Enfin, il sera rappelé que l’article premier du cahier des charges de la concession rappelle que « le concessionnaire est responsable du fonctionnement du service et le gère conformément au présent cahier des charges. Il exploite à ses risques et périls. »
Enédis ne peut,dans ces conditions, prétendre être exonérée de sa responsabilité par le fait du
syndicat départemental.
M X, dont il a été jugé par la cour d’appel dans son arrêt du 24 janvier 2017, que ses demandes formulées tant contre Enédis que contre le syndicat relevaient bien de la compétence des juridictions judiciaires, ne démontre, pour sa part, pas non plus la commission par ledit syndicat d’une faute de nature à engager à son égard sa responsabilité délictuelle, de sorte qu’il ne saurait prétendre à sa condamnation aux côtés d’Enedis.
Aucune négligence ni défaillance au vu de ses interventions réitérées et des conditions de leur déroulement ne sont, en effets démontrées, le seul fait que plusieurs interventions aient eu lieu depuis 2003, alors en outre, qu’il n’a été avisé par Enédis qu’à partir de l’année 2011, ne suffisant pas à démontrer une faute de sa part et son délai à mettre en place les travaux à partir du début de l’année 2011 n’étant pas plus reprochable compte tenu des contraintes et procédures inhérentes à leur réalisation, ce type de projet s’inscrivant, en effet, dans des programmes exécutés selon des priorités et budgets soumis à divers avis et commissions.
En ce qui concerne l’indemnisation de M X, elle a été exactement arbitrée par le Tribunal de Grande Instance aux sommes de 15 000€ au titre du préjudice de jouissance et 1630€ au titre de l’achat du poêle, étant observé qu’Enédis n’a formulé, dans ses conclusions devant la cour, aucune critique de ces évaluations.
Le jugement sera donc confirmé.
Vu les articles 696 et suivants du Code de Procédure Civile .

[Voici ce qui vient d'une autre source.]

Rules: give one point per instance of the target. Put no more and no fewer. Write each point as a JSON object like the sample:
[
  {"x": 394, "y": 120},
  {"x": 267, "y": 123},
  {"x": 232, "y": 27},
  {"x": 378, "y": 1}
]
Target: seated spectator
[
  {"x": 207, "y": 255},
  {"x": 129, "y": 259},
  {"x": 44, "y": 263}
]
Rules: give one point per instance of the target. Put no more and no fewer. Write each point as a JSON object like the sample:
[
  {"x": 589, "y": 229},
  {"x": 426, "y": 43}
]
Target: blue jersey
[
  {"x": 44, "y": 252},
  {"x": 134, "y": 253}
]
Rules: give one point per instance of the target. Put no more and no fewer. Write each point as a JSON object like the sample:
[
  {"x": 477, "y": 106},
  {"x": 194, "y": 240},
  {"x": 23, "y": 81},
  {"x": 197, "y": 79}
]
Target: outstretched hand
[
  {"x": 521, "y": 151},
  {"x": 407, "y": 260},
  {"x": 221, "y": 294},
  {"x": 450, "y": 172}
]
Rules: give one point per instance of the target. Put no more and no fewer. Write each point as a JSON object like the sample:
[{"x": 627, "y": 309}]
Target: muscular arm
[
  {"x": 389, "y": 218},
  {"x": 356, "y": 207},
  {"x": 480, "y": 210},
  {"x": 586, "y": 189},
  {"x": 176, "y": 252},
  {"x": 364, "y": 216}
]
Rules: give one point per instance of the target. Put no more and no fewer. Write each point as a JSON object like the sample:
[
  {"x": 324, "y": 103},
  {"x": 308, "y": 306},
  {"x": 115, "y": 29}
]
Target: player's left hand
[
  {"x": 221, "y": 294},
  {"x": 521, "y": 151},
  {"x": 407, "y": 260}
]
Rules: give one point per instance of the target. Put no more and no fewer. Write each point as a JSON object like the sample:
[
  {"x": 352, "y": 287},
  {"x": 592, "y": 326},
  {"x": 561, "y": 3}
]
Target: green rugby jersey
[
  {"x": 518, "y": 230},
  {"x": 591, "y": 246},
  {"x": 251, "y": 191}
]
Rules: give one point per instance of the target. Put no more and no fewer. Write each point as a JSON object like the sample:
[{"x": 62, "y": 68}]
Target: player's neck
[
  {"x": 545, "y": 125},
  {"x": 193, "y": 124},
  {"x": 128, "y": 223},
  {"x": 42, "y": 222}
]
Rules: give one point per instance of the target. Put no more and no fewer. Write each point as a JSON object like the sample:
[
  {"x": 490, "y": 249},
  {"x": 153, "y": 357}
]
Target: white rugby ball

En raison de sa succombance, Enédis supportera les dépens de la procédure d’appel et versera, en équité, à M. X la somme de 2000 € par application de l’article 700 du code de procédure civile, l’équité ne commandant pas une application plus ample de ces dispositions.
PAR CES MOTIFS
La cour, statuant publiquement, contradictoirement, en matière civile et en dernier ressort,
Rejette la demande du syndicat départemental de l’électricité et du gaz tendant à voir déclarer irrecevable l’appel incident de Monsieur X,
Rejette les demandes de la société Enédis,
Rejette les demandes de Monsieur X en condamnation solidaire du syndicat départemental de l’électricité et du gaz aux côtés de la société Enédis,
Confirme, en conséquence, le jugement en toutes ses dispositions,
y ajoutant :
Condamne la société Enédis à verser à Monsieur X la somme de 2000 € par application de l’article 700 du code de procédure civile devant la cour,
Rejette les demandes plus amples,
Condamne la société Enédis aux dépens d’appel et en ordonne la distraction conformément à l’article 699 du code de procédure civile.